PE-NATI SOTTO UNA BUONA STELLA - IL “SISTEMA SESTO” COINVOLGEVA ANCHE I COLLABORATORI PIÙ STRETTI DI PENATI - LA SUA PRIMA SEGRETARIA CLAUDIA CUGOLA E IL SUO PORTAVOCE FRANCO MAGGI, HANNO VISTO I PROPRI STIPENDI AUMENTARE VERTIGINOSAMENTE GRAZIE A VARIE “CONSULENZE” - I DUE (GIÀ INDAGATI PER RICETTAZIONE) SI SONO INTASCATI, DAL 2001, CIRCA 2 MLN €...

Sandro De Riccardis per "la Repubblica"

Negli anni in cui sono stati l'ombra di Filippo Penati, da quando viene eletto sindaco di Sesto San Giovanni fino all'elezione a presidente della provincia di Milano e all'incarico di capo della segreteria politica di Pierluigi Bersani, il loro reddito si impenna. E - grazie a incarichi, assunzioni e consulenze - incassano quasi due milioni di euro dal 2001 al 2010. Claudia Cugola, ex maestra, prima segretaria, poi assistente sempre vicina a Penati, dichiara nel 2001 42mila euro di stipendi dal comune di Sesto.

Dall'anno successivo inizia a raggranellare incarichi da società pubbliche o legate alla politica - come la Serravalle - che fa schizzare il suo reddito fino agli 86mila euro del 2010, con un incasso in otto anni di 533mila euro.

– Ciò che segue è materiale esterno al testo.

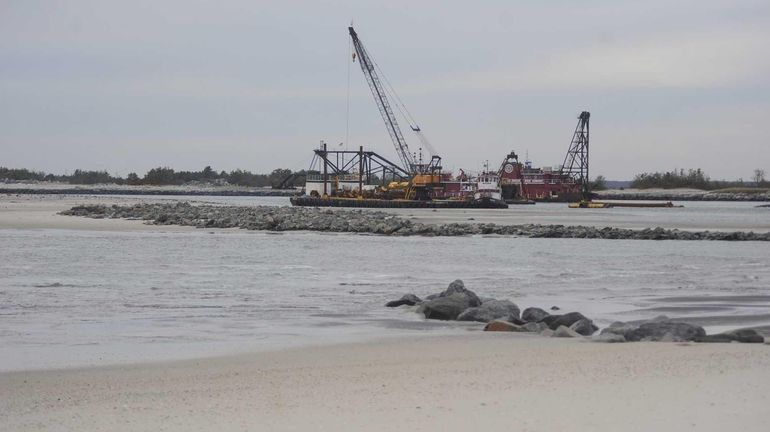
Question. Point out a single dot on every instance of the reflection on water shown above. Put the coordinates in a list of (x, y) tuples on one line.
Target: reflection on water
[(81, 297)]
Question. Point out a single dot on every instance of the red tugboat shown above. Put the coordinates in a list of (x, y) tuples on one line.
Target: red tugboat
[(523, 184)]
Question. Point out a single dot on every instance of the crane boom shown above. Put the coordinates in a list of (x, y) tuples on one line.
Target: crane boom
[(380, 98), (576, 162)]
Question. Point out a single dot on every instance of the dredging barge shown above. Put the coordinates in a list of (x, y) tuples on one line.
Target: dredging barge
[(342, 178)]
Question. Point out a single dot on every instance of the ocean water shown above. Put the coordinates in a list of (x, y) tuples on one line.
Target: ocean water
[(79, 298)]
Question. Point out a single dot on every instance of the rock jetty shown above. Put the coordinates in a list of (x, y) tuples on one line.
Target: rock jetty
[(273, 218), (683, 195), (461, 304)]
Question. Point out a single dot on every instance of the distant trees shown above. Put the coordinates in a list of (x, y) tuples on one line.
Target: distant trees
[(692, 178), (166, 176)]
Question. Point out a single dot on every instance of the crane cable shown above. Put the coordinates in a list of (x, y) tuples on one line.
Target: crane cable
[(347, 108), (404, 111)]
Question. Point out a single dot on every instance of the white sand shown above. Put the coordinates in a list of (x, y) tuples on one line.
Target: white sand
[(40, 212), (481, 381)]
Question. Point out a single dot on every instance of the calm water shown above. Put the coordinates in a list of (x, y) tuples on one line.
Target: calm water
[(72, 298)]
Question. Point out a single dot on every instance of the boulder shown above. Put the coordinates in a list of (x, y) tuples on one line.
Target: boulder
[(584, 327), (619, 328), (458, 287), (491, 310), (665, 331), (407, 299), (534, 327), (500, 325), (533, 315), (566, 320), (740, 335), (445, 308), (563, 331), (610, 338)]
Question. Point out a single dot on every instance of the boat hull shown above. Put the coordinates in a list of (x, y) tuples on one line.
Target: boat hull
[(307, 201)]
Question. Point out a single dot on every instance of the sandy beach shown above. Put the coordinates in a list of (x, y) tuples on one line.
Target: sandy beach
[(473, 381), (40, 212), (477, 381)]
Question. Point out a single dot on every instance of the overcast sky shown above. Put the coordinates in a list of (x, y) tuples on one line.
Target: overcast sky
[(130, 85)]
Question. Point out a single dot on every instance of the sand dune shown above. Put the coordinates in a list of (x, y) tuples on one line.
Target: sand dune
[(468, 382)]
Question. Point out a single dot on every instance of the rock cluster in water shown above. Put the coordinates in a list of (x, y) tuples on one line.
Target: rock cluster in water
[(375, 222), (684, 196), (461, 304)]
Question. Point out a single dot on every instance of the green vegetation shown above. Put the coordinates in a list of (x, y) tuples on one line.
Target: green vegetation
[(164, 176), (695, 179)]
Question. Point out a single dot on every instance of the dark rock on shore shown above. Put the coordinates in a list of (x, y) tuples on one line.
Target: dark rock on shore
[(450, 303), (457, 287), (501, 325), (533, 314), (406, 299), (740, 335), (445, 308), (371, 221), (491, 310), (566, 320), (584, 327), (669, 331), (563, 331)]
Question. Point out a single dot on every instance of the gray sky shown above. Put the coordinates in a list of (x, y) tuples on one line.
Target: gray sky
[(126, 86)]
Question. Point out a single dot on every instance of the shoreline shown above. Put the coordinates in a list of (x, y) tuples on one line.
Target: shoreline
[(486, 381), (270, 218), (654, 194)]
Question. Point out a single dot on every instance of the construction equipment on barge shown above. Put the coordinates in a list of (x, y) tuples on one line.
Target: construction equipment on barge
[(365, 179), (521, 183)]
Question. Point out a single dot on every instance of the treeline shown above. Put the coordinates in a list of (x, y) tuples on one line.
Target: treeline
[(692, 178), (163, 176)]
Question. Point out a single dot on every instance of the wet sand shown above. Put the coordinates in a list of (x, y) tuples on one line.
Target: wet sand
[(470, 382)]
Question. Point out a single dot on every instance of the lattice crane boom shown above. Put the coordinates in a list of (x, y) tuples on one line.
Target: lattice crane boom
[(576, 161), (381, 100)]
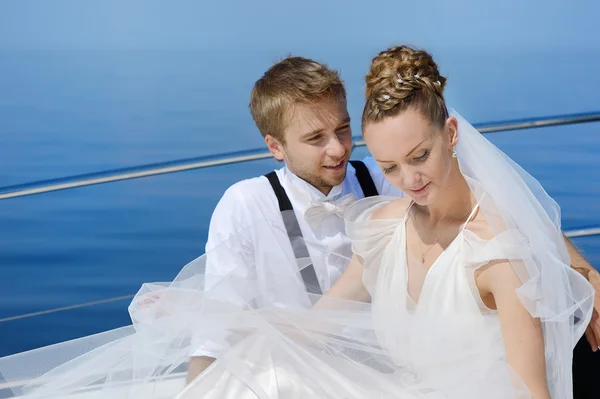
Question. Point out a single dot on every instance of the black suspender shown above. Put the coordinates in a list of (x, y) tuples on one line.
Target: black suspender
[(308, 274), (364, 179)]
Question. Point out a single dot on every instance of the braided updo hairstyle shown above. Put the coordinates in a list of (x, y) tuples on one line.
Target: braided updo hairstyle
[(401, 78)]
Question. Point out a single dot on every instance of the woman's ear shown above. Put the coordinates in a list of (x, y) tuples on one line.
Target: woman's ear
[(451, 129)]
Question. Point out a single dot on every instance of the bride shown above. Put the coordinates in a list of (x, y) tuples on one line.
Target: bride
[(461, 290)]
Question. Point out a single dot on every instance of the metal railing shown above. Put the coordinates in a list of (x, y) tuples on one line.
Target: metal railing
[(230, 158), (246, 156)]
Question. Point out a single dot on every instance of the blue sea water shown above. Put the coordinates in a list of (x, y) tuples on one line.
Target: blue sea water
[(70, 112)]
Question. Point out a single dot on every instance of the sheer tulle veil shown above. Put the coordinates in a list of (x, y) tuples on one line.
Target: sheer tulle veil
[(147, 359)]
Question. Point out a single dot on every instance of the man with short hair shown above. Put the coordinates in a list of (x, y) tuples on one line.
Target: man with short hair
[(299, 107)]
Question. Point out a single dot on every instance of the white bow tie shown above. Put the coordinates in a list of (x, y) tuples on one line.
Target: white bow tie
[(318, 211)]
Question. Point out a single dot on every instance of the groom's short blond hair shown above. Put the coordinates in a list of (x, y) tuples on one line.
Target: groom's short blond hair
[(291, 81)]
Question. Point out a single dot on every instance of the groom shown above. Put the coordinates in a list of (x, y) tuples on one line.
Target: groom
[(299, 107)]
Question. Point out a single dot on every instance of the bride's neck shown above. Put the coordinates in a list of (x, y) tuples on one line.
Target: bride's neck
[(454, 203)]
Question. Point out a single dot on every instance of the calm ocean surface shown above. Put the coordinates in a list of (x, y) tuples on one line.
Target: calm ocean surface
[(70, 112)]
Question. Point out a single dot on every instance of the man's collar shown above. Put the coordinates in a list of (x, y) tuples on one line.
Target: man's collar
[(307, 192)]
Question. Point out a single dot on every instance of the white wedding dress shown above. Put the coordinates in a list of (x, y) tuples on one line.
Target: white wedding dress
[(445, 345), (425, 334)]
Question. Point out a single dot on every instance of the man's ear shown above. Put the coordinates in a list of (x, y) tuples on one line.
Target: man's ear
[(275, 147)]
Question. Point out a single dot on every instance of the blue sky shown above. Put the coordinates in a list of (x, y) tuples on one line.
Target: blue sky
[(241, 25)]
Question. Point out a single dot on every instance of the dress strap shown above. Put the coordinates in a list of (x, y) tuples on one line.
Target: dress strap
[(473, 212)]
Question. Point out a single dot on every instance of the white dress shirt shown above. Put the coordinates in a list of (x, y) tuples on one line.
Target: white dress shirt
[(248, 242)]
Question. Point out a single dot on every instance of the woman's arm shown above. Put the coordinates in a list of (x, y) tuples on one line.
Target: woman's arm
[(582, 266), (349, 286), (523, 336)]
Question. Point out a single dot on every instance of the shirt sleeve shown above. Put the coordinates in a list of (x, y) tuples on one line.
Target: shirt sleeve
[(230, 273), (384, 187)]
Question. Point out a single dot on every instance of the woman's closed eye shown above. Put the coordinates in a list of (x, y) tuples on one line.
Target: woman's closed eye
[(423, 157), (387, 170)]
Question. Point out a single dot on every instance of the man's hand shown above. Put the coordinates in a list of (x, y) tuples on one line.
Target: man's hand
[(197, 365), (578, 263)]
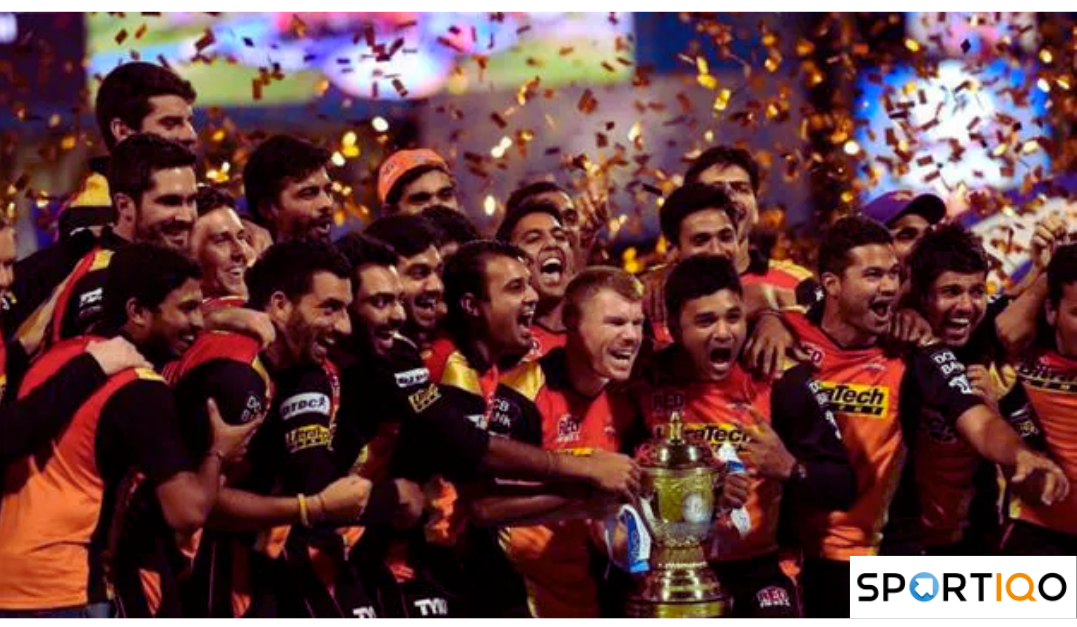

Franco Maggi, semplice funzionario del Pci prima di incontrare Penati e diventarne lo storico portavoce, parte da un livello addirittura inferiore a quello di Cugola - guadagna 41mila euro nel 2001 - e sfiora nove anni dopo i 175 mila euro, per un totale in nove anni di un milione 241mila.

I due fedelissimi di Penati, accusato dai pm di Monza Walter Mapelli e Franca Macchia di corruzione, concussione e finanziamento illecito, erano già finiti nell'inchiesta sul "sistema Sesto": indagati per ricettazione, sospettati di aver ricevuto centomila euro totali da Renato Sarno, l'architetto considerato dai pm il "collettore delle tangenti" di Penati. Ora il Nucleo di Polizia Tributaria ha ricostruito quasi due milioni andati ai due, tra il 2001 e il 2010, incassati da enti pubblici, consorzi, o società private che hanno ricevuto appalti dalla provincia.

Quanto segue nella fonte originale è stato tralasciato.